The relocation of this thing proved to be a very painful, very strenuous process. It still makes me cringe just thinking about it. In summary: small Asian woman, her blind roommate and I attempt to carry the thing to my car while her toddler son stands by and cries. Very large black neighbor asks me to hold his pit bull while he shoulders the entire thing by himself and carries it effortlessly to my (might-be-too-small, I suddenly realize) car. Fit the table into the car only after rolling the windows down to allow the legs to stick out (poor car receives scratches and dents). Once home, I attempt to get the thing out of my car and wheel it up to my place, solo, incurring many scratches, bruises, and possibly some type of psychological trauma that has yet to surface (I'm guessing it will be a fear of dolly carts and bungee cables).
BUT without further ado, here it is:
But it was only $40, and that's a great price for good bones!
A serious makeover was in order. The table would have to be taken apart and the finish stripped away. I used a gel-like varnish remover and covered it in seran-wrap to keep it from drying out (this all took place on my very cold balcony...also, I do NOT recommend doing this on a balcony).
Notice that I forgot the very important step of taking the table apart. :( I ended up getting some remover on the metal legs, which had been finished with some sort of matte coating to make it look like brushed metal. Underneath was a shiny metal that looked pretty sweet, but that meant another piece to add to the two wood pieces already on the list.
Once I scraped away the varnish and remover, I cleaned up any remaining goop and went to work on the rest of the stain with an electric sander (thank you Nick!). This was probably the most taxing part of the project in terms of messiness, physical effort and um, the neighbors' peace and quiet. Seriously for about three Sundays in a row I was outside for several hours sanding away (Sunday, because the apt. office is closed and no one can complain about me :D).
And remember, I did all that sanding for TWO pieces. Working with an electric sander does strange things to the nerves in your hand. After a while, they start to have that tingly feeling like when your hand is coming out of numbness, but it lasts for a really long time. Probably not natural.
Once the wood pieces were finally stripped down to their beautiful bare selves, it was time to apply a new finish. It was also time to raid Teako's old sock stash.
I'm a big, big fan of bringing out the natural color of a good piece of wood rather than using a stain, so for this guy I used a clear, glossy Polyurethane.
This is what it looked like after the first coat. You can already see the natural luster of the wood coming out beautifully.

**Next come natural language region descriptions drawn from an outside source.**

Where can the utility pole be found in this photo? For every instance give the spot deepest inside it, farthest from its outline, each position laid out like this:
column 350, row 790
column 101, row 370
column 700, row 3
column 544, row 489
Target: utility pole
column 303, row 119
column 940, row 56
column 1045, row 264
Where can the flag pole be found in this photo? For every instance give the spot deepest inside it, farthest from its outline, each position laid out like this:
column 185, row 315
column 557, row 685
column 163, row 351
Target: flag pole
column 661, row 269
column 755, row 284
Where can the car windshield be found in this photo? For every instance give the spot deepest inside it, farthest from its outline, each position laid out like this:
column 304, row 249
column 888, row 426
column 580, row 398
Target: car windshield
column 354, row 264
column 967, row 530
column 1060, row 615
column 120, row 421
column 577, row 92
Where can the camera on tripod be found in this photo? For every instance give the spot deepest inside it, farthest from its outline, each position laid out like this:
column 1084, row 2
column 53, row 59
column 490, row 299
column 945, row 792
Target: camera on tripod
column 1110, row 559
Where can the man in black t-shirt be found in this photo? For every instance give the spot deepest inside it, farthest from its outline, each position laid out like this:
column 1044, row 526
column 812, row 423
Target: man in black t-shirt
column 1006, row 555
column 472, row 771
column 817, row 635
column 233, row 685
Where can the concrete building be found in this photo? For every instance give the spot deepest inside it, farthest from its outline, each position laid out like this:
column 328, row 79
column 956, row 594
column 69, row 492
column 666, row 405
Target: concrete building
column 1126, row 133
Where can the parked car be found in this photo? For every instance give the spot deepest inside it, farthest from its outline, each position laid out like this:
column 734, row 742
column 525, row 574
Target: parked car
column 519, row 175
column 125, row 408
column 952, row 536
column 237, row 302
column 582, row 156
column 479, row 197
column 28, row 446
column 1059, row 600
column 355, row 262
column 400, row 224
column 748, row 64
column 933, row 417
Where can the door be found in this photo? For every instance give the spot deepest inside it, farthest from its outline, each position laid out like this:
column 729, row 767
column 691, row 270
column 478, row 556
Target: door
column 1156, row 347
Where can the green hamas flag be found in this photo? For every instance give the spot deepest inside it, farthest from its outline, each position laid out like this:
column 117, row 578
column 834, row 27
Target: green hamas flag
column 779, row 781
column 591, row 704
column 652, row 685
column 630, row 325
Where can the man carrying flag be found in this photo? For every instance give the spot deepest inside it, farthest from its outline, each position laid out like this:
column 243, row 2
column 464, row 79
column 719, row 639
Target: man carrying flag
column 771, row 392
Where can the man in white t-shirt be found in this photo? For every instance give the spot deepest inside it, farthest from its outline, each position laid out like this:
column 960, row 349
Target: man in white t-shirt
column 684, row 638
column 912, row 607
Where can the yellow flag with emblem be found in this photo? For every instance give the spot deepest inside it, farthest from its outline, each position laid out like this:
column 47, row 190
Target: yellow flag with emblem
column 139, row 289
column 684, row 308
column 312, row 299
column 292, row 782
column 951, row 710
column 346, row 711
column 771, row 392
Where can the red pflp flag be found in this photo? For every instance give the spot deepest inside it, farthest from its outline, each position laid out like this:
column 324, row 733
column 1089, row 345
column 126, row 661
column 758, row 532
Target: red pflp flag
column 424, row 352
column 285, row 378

I did five coats for the top piece and three coats for the bottom. I also stripped away the rest of the matte finish on the metal frame. Once I finally put it all together (about 2 months after starting the whole project), it was lovely.
I'm totally in love with this table, and even more-so because I feel like all the sweat and tears I put into it really made it mine. And to all you obsessive coaster people...I get it now.